A third exception exists in association with the relative fitness variable. The calibration for the mood (depression) curve in Figure 6 is −5.0. This value is close to the −5.3 calibration for data from Dunn et al. [42]. Both are approximately double the value of −2.53 for the PTSD calibration. Observations from various data sets and treatment centers consistently show that insomnia significantly increases the relative risk of developing depression, more than doubling in some cases. Aerobic exercise increases relative fitness and helps people sleep better [49], which may explain the high benefit of exercise in treating depression.

In a general sense, it seems that many, maybe most cases of PTSD, depression, and anxiety have roots in stressful experiences in life. How well the brain processes these emotional stressors is governed by the amount of REM sleep, more specifically the amount of REM sleep debt at the time the exposure to stress occurs. Equations (12), (16), and (17) provide a way to numerically evaluate this interaction.
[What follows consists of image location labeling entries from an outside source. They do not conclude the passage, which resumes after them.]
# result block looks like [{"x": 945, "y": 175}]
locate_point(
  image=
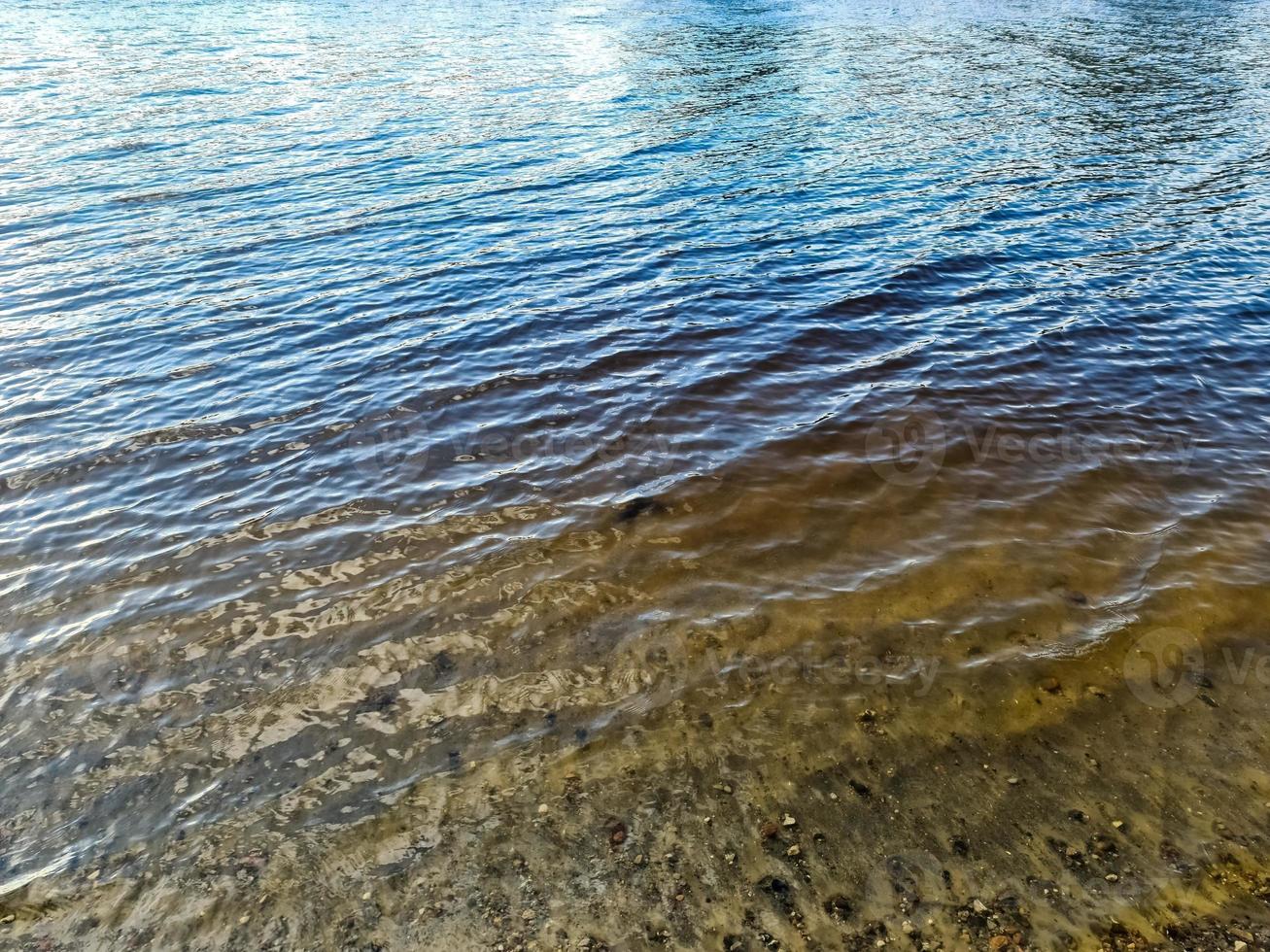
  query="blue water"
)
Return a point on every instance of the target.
[{"x": 331, "y": 326}]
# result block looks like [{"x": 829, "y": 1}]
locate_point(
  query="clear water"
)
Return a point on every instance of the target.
[{"x": 393, "y": 391}]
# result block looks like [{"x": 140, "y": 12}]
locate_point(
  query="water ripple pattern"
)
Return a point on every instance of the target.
[{"x": 389, "y": 386}]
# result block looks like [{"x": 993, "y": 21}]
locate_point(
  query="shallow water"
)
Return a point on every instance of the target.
[{"x": 414, "y": 414}]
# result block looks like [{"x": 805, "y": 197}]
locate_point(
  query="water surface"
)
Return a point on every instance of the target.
[{"x": 418, "y": 413}]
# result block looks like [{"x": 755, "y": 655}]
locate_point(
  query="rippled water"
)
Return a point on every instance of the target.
[{"x": 401, "y": 392}]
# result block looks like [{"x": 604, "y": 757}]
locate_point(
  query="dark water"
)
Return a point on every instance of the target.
[{"x": 395, "y": 390}]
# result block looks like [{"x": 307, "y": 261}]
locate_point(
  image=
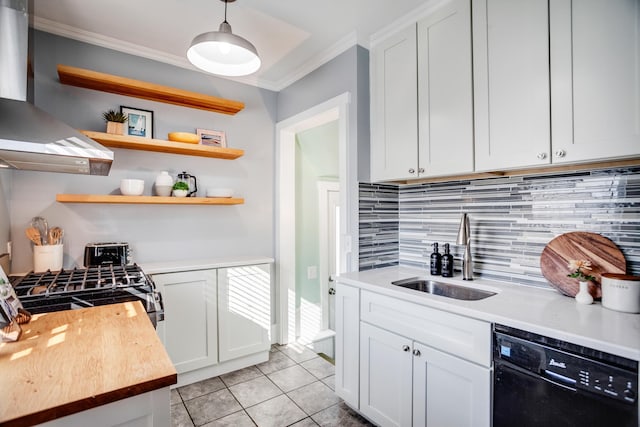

These equations have limitations. Equation (12) seems to do a reasonable job in predicting PTSD using REM sleep debt but fails to predict depression associated with insomnia. Equation (17) may, however, overcome some of these limitations by including exercise. There was a 47 percent difference in depression between sedentary and high exercise for data from Dunn et al. [42]. Data from Mizzi et al. [47] closely matched this relationship for depression. There was only a relatively weak effect of exercise for PTSD in their data. While the value of G for PTSD is only 1/2 of the value for depression, it does indicate that aerobic exercise has value for treating PTSD. This conclusion concurs with the results reported by Hegberg et al. [50]. It has also been observed that people with PTSD have less physical activity compared to pre-PTSD time [50] [51]. Aerobic exercise affects insomnia through time awake after sleep onset (WASO) [49]. Further research is needed to test Equation (17) fully with measured REM sleep debt, number of trauma exposures, and relative fitness.

It is clear that gender affects risks for PTSD and related depression and anxiety. Equation (17) does not have a gender variable. Some researchers [13]-[19] have considered gender effects through weighted trauma exposures. Thurston et al. [13] calibrated their trauma exposure amounts based on measured accumulation of WMH. More research is needed to tease out gender effects and types of traumas for both male and female exposures to trauma.

Conflicts of Interest

The author declares no conflicts of interest regarding the publication of this paper.